The last phase of this Ph.D. study focuses on examining the WRF rainfall product's applicability for urban flood hazard assessment by proposing a new methodology to select the representative gridcell-rainfall events from three known WRF simulated rainfall events (HIREs). The two-step procedure is followed. Firstly, the potential gridcell-rainfall events from the WRF simulated HIREs are selected based on the given criteria. Secondly, the representative gridcell-rainfall events as a design storm of a given return period are defined using the quantile function where the quantile function is applied to the cumulative rainfall amount of each of the selected potential gridcell-rainfall events. Finally, three different gridcell-rainfall events representing the design storms varying between T = 2 and 10-year return periods are extracted for each three HIRE. The developed design storms are then compared with the design storms from the pre-established Intensity-Duration-Frequency (IDF) curves in terms of their 24-hour total rainfall amount (mm), peak intensity (mm/hr), and the time to peak intensity (minute). The constructed design storms are then applied to the openLISEM model for flood hazard modelling in Kampala's upper Lubigi catchment. The derived design storm can give an insight into the applicability and usability of the numerical weather prediction model outputs for flood modelling in the data-scarce areas.

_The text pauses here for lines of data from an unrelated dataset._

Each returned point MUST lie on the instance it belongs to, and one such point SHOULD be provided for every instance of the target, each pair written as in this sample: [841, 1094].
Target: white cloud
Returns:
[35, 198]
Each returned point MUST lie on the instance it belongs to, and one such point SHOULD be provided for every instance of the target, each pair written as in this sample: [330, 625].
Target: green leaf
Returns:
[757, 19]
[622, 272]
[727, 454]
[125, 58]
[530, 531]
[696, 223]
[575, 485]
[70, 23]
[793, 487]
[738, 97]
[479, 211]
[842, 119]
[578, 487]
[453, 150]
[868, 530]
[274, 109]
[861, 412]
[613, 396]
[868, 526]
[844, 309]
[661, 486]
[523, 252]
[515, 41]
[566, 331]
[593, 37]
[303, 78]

In general, the results of this study indicates that open-source database such as SoilGrids and their combination with satellite-driven land-cover data can provide soil information needed for flood modelling in the data-scarce area. Moreover, the high-intensity rainfall that has the potential to trigger the localized flood can be produced using the mesoscale WRF model. However, the procedure to improve the performance of the NWP model in simulating high-intensity rainfall must be taken into consideration. The MP-CP-PBl procedure followed in this study and updating the urban fraction certainly improved the performance of the WRF model to simulate high-intensity rainfall. The WRF data-assimilation and model coupling system can further improve the model's performance in simulating the events.